"Blood and water cannot flow together," Prime Minister Narendra Modi said today as he chaired a review meeting of 56-year-old Indus Water Treaty during which it was decided that India will "exploit to the maximum" the water of Pakistan-controlled rivers, including Jhelum, as per the water sharing pact. Held amidst heightened tension between the India and Pakistan, the meeting also decided to set up a inter- ministerial task forces to go into the details and working of the Treaty with a "sense of urgency", senior government sources said.
Attended by National Security Advisor Ajit Doval, Foreign Secretary S Jaishankar, the Water Resources Secretary, and senior PMO officials, the meeting also noted that the meeting of Indus Water Commission can "only take place in atmosphere free of terror". The Commission has held 112 meetings so far. "Prime Minister's Modi's message at the meeting was that 'rakt aur paani ek saath nahin beh sakta' (blood and water cannot flow together)," sources said.

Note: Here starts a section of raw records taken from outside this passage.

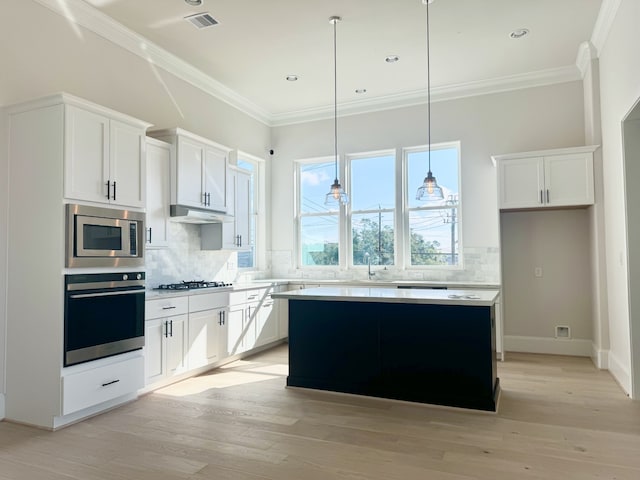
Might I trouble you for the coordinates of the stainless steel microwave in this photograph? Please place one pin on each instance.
(104, 237)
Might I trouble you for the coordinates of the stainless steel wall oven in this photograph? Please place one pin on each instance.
(103, 315)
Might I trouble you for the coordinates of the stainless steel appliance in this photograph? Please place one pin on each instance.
(103, 315)
(104, 237)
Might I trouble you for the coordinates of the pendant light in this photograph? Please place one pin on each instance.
(336, 195)
(429, 190)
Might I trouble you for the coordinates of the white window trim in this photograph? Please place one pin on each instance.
(259, 212)
(298, 215)
(406, 246)
(349, 211)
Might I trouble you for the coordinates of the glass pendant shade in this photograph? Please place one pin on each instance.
(430, 190)
(336, 195)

Apart from deciding to exploit to the maximum the capacity of three of the rivers that are under Pakistan's control - Indus, Chenab and Jhelum-- in the areas of hydro power, irrigation and storage, the meeting also agreed to review the "unilateral suspension" of 1987 Tulbul navigation project. The project was suspended in 2007. The sources asserted that the decision to maximise the water resources for irrigation will address the "pre-existing" sentiment of people of Jammu and Kashmir, who have complained in the past about the treaty not being fair to them.
The meeting came as India weighed its options to hit back at Pakistan in the aftermath of the Uri attack that left 18 soldiers dead, triggering demands that the government scrap the water distribution pact to mount pressure on that country. Under the treaty, which was signed by Prime Minister Jawaharlal Nehru and Pakistan President Ayub Khan in September 1960, water of six rivers - Beas, Ravi, Sutlej, Indus, Chenab and Jhelum - were to be shared between the two countries. Pakistan has been complaining about not receiving enough water and gone for international arbitration in a couple of cases.